The fact that journalism is a risky profession is not unknown. Journalists and media professionals continue to risk their lives in order to report and tell what is happening. As the "watchdog" of power, threats, attacks and assassinations are constantly reproduced, ultimately endangering the democratisation of societies.
The year 2022 has begun with three murders in one of the most dangerous countries in which to be a journalist. On 23 January, the lifeless body of Mexican journalist Lourdes Maldonado was found in her car in Tijuana. Two bullet wounds were found in the body, which would have ended her life.
This murder took place days after Maldonado had reported on her victory in a lawsuit she had filed with the company Primer Sistema Noticias, owned by the former governor of Baja California, Jaime Bonilla. This complaint was part of a legal process in which Lourdes had been immersed for six years due to unfair dismissal and outstanding payroll claims.
Aware of her risky situation, Maldonado had already intervened in 2019 in "la mañanera" of the president of Mexico, Andrés Manuel López Obrador, stating that she was coming there "to ask for support, help and labour justice, because I even fear for my life". In this regard, the reporter belonged to a special programme for journalists in Mexico, a programme that provides surveillance for journalists, but not on a permanent basis, and which is also hampered by a lack of both capacity and resources. Following her request, they proceeded to send her surveillance, which was neither sufficient nor permanent.
In addition to Maldonado's murder, six days earlier, on 17 January, photojournalist Alfonso Margarito Martínez Esquivel was killed after being shot twice near his home. Martínez had left his home to cover a homicide because of his extensive experience and knowledge of criminal and police matters. Alfonso worked for different media such as the newspaper Zeta or La Jornada de Baja California covering this type of events. According to the director of Zeta, Adela Navarro, to Reporters without Borders, "Alfonso had always had problems with the police because of the subjects he covered".
In addition, he himself confessed to feeling threatened by criminal groups in the area, and had even been threatened in the street, which is why he requested protection from the State of Baja California, a request that was not processed due to an administrative change.

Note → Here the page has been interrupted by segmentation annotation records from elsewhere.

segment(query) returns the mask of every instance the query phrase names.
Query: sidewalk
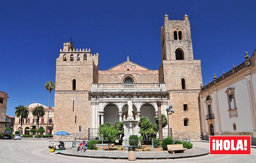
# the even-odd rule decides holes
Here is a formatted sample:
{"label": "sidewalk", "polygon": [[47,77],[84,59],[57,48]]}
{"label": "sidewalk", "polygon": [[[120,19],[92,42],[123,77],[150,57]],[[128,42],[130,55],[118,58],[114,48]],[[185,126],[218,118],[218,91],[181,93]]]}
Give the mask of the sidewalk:
{"label": "sidewalk", "polygon": [[[87,150],[84,152],[79,152],[76,148],[57,151],[55,154],[67,156],[112,159],[128,159],[128,151],[109,151]],[[197,157],[209,154],[209,150],[195,147],[186,151],[186,153],[170,154],[167,151],[161,152],[136,152],[136,159],[174,159]]]}

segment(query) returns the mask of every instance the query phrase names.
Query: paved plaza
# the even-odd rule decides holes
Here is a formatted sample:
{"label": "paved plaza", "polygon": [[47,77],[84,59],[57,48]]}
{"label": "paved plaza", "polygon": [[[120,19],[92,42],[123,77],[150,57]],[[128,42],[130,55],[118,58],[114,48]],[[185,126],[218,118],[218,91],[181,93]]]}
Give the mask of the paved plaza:
{"label": "paved plaza", "polygon": [[[127,160],[103,159],[77,157],[54,154],[49,152],[48,140],[23,139],[19,140],[0,140],[1,162],[27,163],[34,161],[40,163],[49,162],[131,162]],[[208,149],[207,143],[193,142],[195,147]],[[71,146],[71,143],[66,144]],[[171,155],[170,154],[170,155]],[[252,148],[251,155],[210,155],[188,158],[163,160],[137,160],[135,162],[161,163],[172,162],[256,162],[256,149]]]}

In addition to these murders, another journalist who worked independently was also murdered. On 10 January, the body of José Luis Gamboa Arenas was found with multiple stab wounds several metres from his home in Veracruz. Gamboa wrote opinion pieces and was highly critical of state corruption, as well as repeatedly denouncing the links of the political class with organised crime groups.
His murder came after he published a video under the name "la guerra por la narcopolítica", a piece denouncing the increase in murders in Veracruz. Following the murder, the State Commission for the Attention and Protection of Journalists (CEAPP), has confessed that Gamboa had "no special protection".
Faced with this wave of murders of journalists, Mexico has mobilised. In more than thirty cities, both journalists and citizens have taken to the streets repudiating the violence to which the profession is subjected. The Mexican country continues to top the list of the "most dangerous countries" in which to work as a journalist, with dozens of murders every year and multiple attacks, something it is unable to shake off.
The fact that the Mexican country is at the top of this dramatic list almost constantly is due to the impunity that prevails in these murders, as 90% of these crimes are lost in the bureaucracy and corruption of the prosecutor's office. On the other hand, according to the Committee to Protect Journalists (CPJ), 138 journalists have been killed in Mexico since 1992, the year in which the deaths of media professionals began to be recorded.
These three murders are the first three names on a list that has already begun to be written. This year alone has almost reached half the number of Mexican journalists murdered, according to RSF's 2021 count, and ranks 143rd out of 180 countries in the World Press Freedom Index.
With these data, Mexico's current tools for the protection of journalists, namely the FEADLE and the protection mechanism for journalists, have already proven to be ineffective. The lack of alternatives and the social and political situation complicate the fact that there will be a change in the protection of journalists, which means that the murders of journalists in Mexico, as in the rest of the world, will continue to occur and that the profession will continue to be vilely beaten.
Less journalism means less democracy, a never-ending cycle, which, if the necessary measures are not taken, will continue to be damaged to the detriment of society as a whole.